Headline

Kasus kuota haji diperkirakan merugikan negara Rp622 miliar.

Uni Eropa, Kami Datang...

16/7/2025 05:00
Uni Eropa, Kami Datang...
Abdul Kohar Dewan Redaksi Media Group(MI/Ebet)

DI tengah gempuran kabar pahit tentang tarif resiprokal Amerika Serikat (AS) kepada Indonesia, berita tentang kesepakatan pembebasan tarif dari Uni Eropa untuk Indonesia serasa madu yang manis.
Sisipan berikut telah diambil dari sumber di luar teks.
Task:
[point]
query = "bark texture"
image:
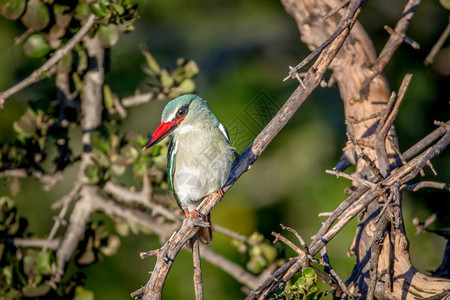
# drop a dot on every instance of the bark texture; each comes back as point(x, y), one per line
point(393, 274)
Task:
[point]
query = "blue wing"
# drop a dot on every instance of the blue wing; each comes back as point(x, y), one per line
point(171, 151)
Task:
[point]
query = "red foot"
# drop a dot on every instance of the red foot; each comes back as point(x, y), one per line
point(194, 213)
point(220, 192)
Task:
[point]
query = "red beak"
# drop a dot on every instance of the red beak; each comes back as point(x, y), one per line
point(163, 130)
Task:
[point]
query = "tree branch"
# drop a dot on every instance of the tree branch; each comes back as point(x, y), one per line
point(42, 72)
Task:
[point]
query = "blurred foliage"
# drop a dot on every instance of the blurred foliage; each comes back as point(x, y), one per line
point(236, 52)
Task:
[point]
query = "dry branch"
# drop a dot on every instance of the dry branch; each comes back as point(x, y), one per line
point(372, 109)
point(153, 288)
Kesepakatan kemitraan dagang antara Indonesia dan Uni Eropa dengan skema perdagangan bebas bertarif 0% itu didapat saat negosiasi dengan 'Paman Sam' masih buntu.

Karena itu, tidak mengherankan kesepakatan itu bak hujan seharian yang membasuh kemarau tahunan. Mak cless..., rasanya. Seperti ungkapan dalam iklan minuman ringan yang mondar-mandir di layar kaca: suegerrnya nyegerin. Gak bokis.
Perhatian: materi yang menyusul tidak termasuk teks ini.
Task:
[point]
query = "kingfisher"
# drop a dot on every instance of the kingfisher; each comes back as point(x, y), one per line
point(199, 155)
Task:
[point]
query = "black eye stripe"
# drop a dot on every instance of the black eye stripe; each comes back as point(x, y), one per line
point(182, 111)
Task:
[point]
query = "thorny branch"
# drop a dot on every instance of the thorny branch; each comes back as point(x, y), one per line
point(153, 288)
Bagaimana enggak bikin segar, kesepakatan kemitraan dagang Indonesia-European Union Comprehensive Economic Partnership Agreement (IEU-CEPA) itu maju-mundur dan tarik ulur selama 10 tahun. Idenya sudah dirundingkan sejak satu dekade yang lalu, tapi kata sepakat baru didapat pekan lalu, di Brussels, Belgia.
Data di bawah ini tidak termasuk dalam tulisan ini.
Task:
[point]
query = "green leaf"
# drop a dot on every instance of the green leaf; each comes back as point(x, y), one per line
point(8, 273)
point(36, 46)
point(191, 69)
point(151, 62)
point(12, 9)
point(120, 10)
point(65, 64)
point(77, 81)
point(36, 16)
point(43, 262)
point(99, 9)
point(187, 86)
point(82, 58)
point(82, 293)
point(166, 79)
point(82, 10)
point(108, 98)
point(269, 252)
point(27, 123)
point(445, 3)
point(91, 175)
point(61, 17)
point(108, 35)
Uni Eropa dan Indonesia pun resmi merampungkan kesepakatan politik untuk menuntaskan perjanjian perdagangan bebas itu. Presiden RI Prabowo Subianto dan Presiden Komisi Eropa Ursula von der Leyen mengumumkan kesepakatan itu dalam pernyataan bersama di Brussels.

“Kami menyepakati banyak hal, yang pada intinya kami akan saling mengakomodasi kepentingan ekonomi satu sama lain dan kami menemukan kepentingan-kepentingan itu saling menguntungkan satu sama lain,” kata Presiden Prabowo.

Kedua pihak bersepakat pada seluruh poin perjanjian. Tidak ada poin-poin perjanjian yang tidak disetujui Indonesia dan Uni Eropa. Presiden Von der Leyen pun meyakini kesepakatan perjanjian itu akan membuka banyak peluang bagi kedua pihak dan 'menyegelnya' sebagai 'perjanjian perdagangan bebas yang ambisius'.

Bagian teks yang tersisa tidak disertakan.